Он довольно долго молчал, словно собираясь с мыслями, хотя думал об этом много раз. Мать не торопила.
– Мама, Джулиано погубила наша с Пацци вражда. Он боялся сказать мне и тебе об Оретте потому, что она Пацци. Как бы ты поступила, если бы сказал?
Теперь задумалась Лукреция. Ответила честно:
– Приняла бы не сразу. Возможно, даже не приняла, не будь ребенка.
– Вот и я тоже. Не будь маленького Джулиано, просто запретил бы брату встречаться с Ореттой, а то и вовсе выдал ее Пацци.
– Почему Якопо не заботился о дочери? Ведь у него же жила другая незаконная?

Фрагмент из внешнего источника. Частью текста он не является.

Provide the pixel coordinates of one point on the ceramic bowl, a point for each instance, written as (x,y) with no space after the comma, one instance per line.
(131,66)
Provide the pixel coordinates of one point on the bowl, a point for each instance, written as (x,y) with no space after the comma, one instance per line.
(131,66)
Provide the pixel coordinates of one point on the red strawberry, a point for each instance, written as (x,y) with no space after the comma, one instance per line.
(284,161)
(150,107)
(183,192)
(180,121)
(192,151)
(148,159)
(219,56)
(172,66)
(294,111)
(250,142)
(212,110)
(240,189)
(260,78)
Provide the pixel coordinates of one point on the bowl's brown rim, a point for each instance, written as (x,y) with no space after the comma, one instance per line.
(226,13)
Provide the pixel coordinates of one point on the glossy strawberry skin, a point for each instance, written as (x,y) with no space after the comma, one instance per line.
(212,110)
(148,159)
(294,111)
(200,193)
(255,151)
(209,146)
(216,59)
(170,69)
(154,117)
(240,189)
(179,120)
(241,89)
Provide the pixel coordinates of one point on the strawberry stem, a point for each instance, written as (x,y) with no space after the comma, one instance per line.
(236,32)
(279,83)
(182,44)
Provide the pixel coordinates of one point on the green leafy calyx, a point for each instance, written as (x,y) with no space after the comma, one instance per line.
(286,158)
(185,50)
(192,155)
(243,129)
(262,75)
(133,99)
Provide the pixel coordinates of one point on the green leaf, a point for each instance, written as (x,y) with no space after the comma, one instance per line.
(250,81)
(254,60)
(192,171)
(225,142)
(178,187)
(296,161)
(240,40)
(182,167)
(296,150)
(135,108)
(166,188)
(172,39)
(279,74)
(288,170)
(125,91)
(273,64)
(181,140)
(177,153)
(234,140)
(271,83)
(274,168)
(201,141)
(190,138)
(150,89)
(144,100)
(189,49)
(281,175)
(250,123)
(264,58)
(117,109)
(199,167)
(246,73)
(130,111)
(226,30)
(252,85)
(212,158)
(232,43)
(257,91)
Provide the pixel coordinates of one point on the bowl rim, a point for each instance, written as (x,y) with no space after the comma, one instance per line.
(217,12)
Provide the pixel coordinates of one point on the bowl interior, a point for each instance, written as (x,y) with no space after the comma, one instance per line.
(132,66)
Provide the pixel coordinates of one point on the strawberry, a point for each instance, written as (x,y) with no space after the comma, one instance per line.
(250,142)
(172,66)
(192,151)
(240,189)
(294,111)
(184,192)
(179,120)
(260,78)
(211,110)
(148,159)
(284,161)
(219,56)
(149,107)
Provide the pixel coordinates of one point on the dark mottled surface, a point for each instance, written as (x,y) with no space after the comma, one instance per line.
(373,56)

– Думаю, просто не знал о ее существовании. Согрешил в деревне и забыл, а мать Оретты постаралась спрятать девочку от отца. Сангалло сказал, что когда Франческо узнал о существовании сестры, то страшно испугался.
– Почему?
– Не хотел делить будущее наследство дяди с его незаконной дочерью. У Якопо Пацци и без того много наследников. Франческо решил выдать девушку замуж за старого садовника-горбуна и навещать ее сам. А Оретта сбежала к тетке. Ее укрывали в монастыре у Горини. Тетка была за Антонио Горини замужем.
– Потому ты назвал это имя?
– Да. Оретту случайно увидел Сандро и обезумел. А потом увидел и Джулиано. Брат весь год ходил сам не свой, а у меня не нашлось времени с ним поговорить.
– У меня тоже. Я думала, что он просто до сих пор переживает из-за смерти Симонетты.
– Да, мама. А он боялся сказать нам, что влюблен в Пацци и что Оретта ждет от него ребенка. Наша с Пацци вражда не только погубила жизнь Джулиано и еще сотни жизней, не только разрушила семью Бьянки, но ввергла Флоренцию в страшное противостояние.